Dieser trat mit einem zweiten Anzug an, insgesamt zehn Veränderungen zum letzten Liga-Spiel, und vermittelte so den Eindruck, den Gegner nicht ernst zu nehmen. Barisic führte dies jedoch mehr auf die Rotation aufgrund des bevorstehenden Wochenend-Liga-Schlagers gegen Athletic Bilbao (Sonntag, 18:15 Uhr im LIVE-Video bei LAOLA1.tv) zurück.

Florian Kainz sah es anders: „Von der Aufstellung her war es auf jeden Fall nicht so, wie wir es uns erwartet haben. Im Ballbesitz sind sie natürlich sehr gut, können immer ein Tor schießen, auch wenn wir das in der ersten Halbzeit sehr gut gemacht haben und zum ungünstigen Zeitpunkt das Tor bekommen haben.“

An der Kompaktheit des vielseitigen spanischen Gegners biss man sich phasenweise die Zähne aus. Zwar konnten nur wenige Großchancen herausgespielt werden, positiv anzumerken sind jedoch die hohen Ballbesitz-Anteile.

„Wir haben auch im ersten Durchgang phasenweise sehr gut gespielt.

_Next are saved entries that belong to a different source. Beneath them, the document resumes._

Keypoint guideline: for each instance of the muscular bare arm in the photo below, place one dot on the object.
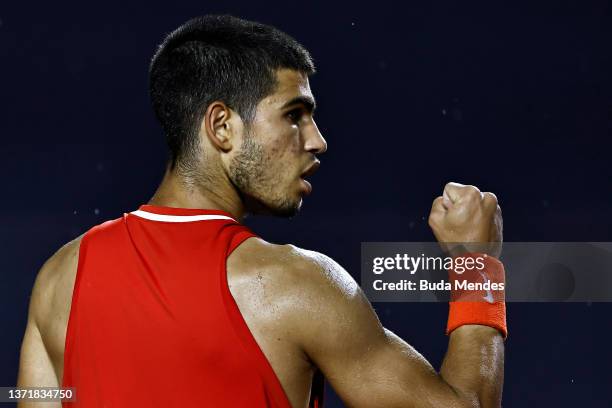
(41, 359)
(370, 366)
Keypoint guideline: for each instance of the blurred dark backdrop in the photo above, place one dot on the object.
(516, 99)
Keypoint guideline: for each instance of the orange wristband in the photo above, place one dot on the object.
(477, 294)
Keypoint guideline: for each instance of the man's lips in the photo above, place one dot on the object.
(311, 169)
(309, 172)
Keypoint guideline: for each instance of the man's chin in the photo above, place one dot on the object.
(286, 209)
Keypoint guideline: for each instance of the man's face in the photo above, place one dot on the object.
(278, 150)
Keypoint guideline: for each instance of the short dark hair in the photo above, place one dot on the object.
(216, 57)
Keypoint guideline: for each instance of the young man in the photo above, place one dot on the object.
(178, 304)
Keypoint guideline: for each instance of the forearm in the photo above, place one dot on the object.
(474, 365)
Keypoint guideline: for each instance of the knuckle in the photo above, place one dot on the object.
(490, 196)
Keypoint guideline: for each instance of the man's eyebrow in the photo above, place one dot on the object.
(308, 102)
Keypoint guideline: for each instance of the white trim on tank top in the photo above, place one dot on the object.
(179, 218)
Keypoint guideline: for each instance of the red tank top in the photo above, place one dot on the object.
(153, 323)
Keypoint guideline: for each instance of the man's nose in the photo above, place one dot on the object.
(315, 142)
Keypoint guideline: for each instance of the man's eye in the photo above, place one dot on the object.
(294, 115)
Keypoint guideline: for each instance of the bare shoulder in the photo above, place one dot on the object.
(305, 291)
(52, 294)
(296, 269)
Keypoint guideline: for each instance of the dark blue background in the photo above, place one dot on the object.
(516, 99)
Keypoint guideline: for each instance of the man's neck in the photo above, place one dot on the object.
(176, 191)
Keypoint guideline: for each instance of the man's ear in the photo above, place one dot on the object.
(217, 126)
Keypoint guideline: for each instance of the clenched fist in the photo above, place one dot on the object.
(466, 216)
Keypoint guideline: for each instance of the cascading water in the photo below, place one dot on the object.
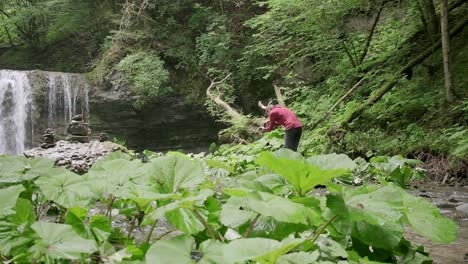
(36, 99)
(69, 93)
(15, 110)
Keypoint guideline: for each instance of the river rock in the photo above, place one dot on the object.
(77, 157)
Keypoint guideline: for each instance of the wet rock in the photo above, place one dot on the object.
(77, 157)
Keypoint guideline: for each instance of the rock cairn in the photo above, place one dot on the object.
(49, 139)
(78, 130)
(103, 137)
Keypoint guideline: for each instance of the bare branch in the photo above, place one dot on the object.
(229, 110)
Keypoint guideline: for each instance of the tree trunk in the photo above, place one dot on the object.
(432, 21)
(10, 39)
(446, 50)
(371, 34)
(396, 77)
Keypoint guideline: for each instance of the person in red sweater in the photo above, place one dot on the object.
(282, 116)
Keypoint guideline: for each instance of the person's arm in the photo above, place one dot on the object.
(273, 121)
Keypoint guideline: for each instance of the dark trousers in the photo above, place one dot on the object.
(292, 138)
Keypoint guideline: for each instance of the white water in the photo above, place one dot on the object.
(68, 92)
(15, 108)
(67, 95)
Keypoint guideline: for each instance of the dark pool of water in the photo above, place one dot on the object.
(446, 198)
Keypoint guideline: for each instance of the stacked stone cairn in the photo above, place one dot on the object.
(78, 130)
(49, 139)
(103, 137)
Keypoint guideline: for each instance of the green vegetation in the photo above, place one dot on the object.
(263, 210)
(315, 51)
(366, 78)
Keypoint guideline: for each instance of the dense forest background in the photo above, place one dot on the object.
(365, 76)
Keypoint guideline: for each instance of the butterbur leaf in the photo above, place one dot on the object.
(371, 217)
(66, 189)
(233, 214)
(279, 208)
(100, 226)
(299, 258)
(302, 176)
(8, 197)
(76, 218)
(176, 250)
(185, 220)
(260, 249)
(179, 250)
(61, 241)
(285, 153)
(332, 161)
(16, 235)
(172, 173)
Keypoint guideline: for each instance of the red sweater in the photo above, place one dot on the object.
(282, 116)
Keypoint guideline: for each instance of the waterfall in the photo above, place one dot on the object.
(15, 110)
(69, 93)
(39, 100)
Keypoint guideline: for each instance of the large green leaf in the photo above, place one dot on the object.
(16, 235)
(372, 217)
(332, 161)
(185, 220)
(277, 207)
(262, 250)
(302, 176)
(179, 249)
(188, 202)
(8, 197)
(66, 189)
(299, 258)
(233, 213)
(117, 177)
(176, 172)
(61, 241)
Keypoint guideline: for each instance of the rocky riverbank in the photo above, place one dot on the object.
(75, 156)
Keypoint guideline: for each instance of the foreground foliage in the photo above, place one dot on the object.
(265, 211)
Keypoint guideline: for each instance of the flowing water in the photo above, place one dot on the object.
(15, 111)
(446, 198)
(21, 104)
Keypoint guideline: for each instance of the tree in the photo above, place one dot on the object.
(429, 18)
(446, 50)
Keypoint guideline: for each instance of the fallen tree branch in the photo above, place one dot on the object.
(397, 75)
(279, 95)
(221, 103)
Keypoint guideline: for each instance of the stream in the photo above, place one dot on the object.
(446, 198)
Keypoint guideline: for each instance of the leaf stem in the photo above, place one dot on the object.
(251, 226)
(208, 228)
(151, 231)
(320, 230)
(109, 208)
(132, 226)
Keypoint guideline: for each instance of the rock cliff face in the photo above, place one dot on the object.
(166, 124)
(51, 99)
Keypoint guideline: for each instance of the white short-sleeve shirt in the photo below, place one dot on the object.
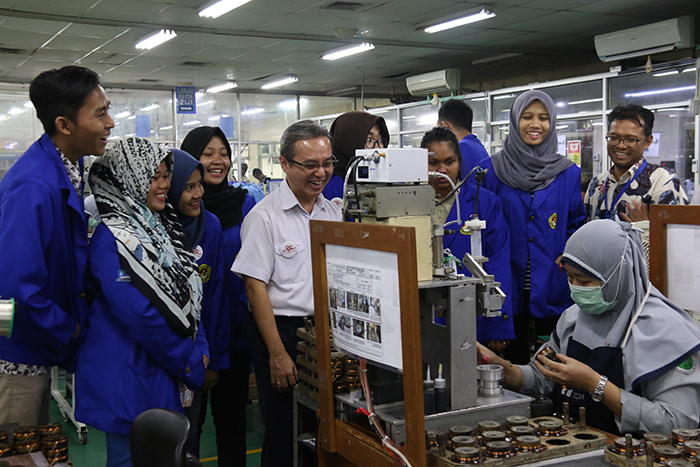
(276, 249)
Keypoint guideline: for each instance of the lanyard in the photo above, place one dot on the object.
(619, 195)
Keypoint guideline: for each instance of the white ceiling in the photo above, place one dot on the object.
(268, 39)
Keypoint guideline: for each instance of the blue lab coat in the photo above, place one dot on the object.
(495, 246)
(539, 226)
(130, 359)
(43, 235)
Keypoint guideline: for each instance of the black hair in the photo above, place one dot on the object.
(441, 135)
(61, 93)
(300, 131)
(644, 117)
(457, 113)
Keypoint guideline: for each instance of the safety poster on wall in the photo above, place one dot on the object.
(363, 294)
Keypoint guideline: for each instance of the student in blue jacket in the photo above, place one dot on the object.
(144, 347)
(230, 205)
(444, 157)
(43, 236)
(203, 234)
(540, 192)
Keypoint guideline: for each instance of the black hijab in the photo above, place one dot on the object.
(349, 132)
(222, 200)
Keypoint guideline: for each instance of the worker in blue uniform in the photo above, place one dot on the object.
(444, 157)
(144, 347)
(540, 192)
(43, 234)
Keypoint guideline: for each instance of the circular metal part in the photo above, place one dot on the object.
(466, 455)
(488, 436)
(681, 435)
(551, 427)
(620, 446)
(528, 443)
(665, 453)
(460, 430)
(516, 420)
(463, 442)
(522, 430)
(657, 439)
(489, 425)
(499, 449)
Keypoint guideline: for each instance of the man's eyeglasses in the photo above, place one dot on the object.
(313, 166)
(628, 141)
(371, 143)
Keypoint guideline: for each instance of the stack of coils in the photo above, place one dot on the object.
(55, 448)
(490, 377)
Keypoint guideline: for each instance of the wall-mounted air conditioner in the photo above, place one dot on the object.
(653, 38)
(436, 81)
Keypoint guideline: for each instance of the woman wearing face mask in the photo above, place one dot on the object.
(203, 238)
(143, 348)
(626, 352)
(540, 193)
(351, 131)
(229, 396)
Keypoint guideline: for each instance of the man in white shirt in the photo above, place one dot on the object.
(632, 183)
(275, 262)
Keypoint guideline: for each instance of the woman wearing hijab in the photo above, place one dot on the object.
(627, 353)
(351, 131)
(229, 398)
(203, 238)
(143, 348)
(540, 193)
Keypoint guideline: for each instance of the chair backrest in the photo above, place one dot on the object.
(158, 439)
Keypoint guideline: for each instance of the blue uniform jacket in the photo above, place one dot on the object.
(496, 248)
(540, 225)
(130, 360)
(43, 235)
(216, 312)
(234, 284)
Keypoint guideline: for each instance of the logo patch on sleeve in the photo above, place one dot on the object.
(687, 366)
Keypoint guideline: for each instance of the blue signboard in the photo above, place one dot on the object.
(186, 99)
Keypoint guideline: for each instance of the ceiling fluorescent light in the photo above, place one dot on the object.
(483, 12)
(221, 7)
(222, 87)
(154, 40)
(347, 51)
(282, 82)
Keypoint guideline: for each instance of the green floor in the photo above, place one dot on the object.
(94, 453)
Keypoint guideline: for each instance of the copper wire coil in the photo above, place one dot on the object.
(466, 455)
(681, 435)
(499, 449)
(489, 425)
(657, 439)
(620, 446)
(551, 427)
(463, 442)
(664, 453)
(522, 430)
(50, 429)
(528, 443)
(516, 420)
(460, 430)
(24, 432)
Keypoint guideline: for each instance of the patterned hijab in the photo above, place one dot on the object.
(149, 244)
(525, 167)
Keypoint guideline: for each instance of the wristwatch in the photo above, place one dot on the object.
(597, 393)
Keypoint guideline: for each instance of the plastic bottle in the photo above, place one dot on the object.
(440, 392)
(428, 394)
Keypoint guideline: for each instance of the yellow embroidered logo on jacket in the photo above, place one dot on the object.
(205, 273)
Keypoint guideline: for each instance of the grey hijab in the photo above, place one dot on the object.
(525, 167)
(661, 336)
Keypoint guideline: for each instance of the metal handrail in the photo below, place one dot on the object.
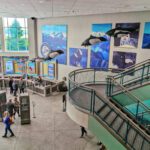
(125, 118)
(130, 94)
(132, 68)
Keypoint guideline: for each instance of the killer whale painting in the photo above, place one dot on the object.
(55, 37)
(130, 38)
(146, 36)
(78, 57)
(100, 52)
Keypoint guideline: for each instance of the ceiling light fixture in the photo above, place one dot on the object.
(41, 1)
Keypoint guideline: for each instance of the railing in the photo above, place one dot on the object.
(89, 101)
(139, 72)
(125, 99)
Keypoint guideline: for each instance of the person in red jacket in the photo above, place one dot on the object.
(7, 122)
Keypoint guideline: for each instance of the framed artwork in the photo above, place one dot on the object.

Wir haben viel Ballbesitz gehabt, sie viel laufen gelassen. Das haben sie überhaupt nicht gemocht, da waren sie nicht zufrieden, wie das abläuft“, analysierte Hofmann, mit dem Nebensatz: „Dann kriegen wir aber kurz vor der Pause das Gegentor, weil wir in manchen Situationen noch zu ungeduldig gespielt haben.“

Ärgerlicher Gegentreffer rief Reaktion hervor

Quasi mit dem Pausenpfiff, zum denkbar ungünstigsten Zeitpunkt nützte Villarreal eine der wenigen, aber zumeist guten Chancen zur Führung.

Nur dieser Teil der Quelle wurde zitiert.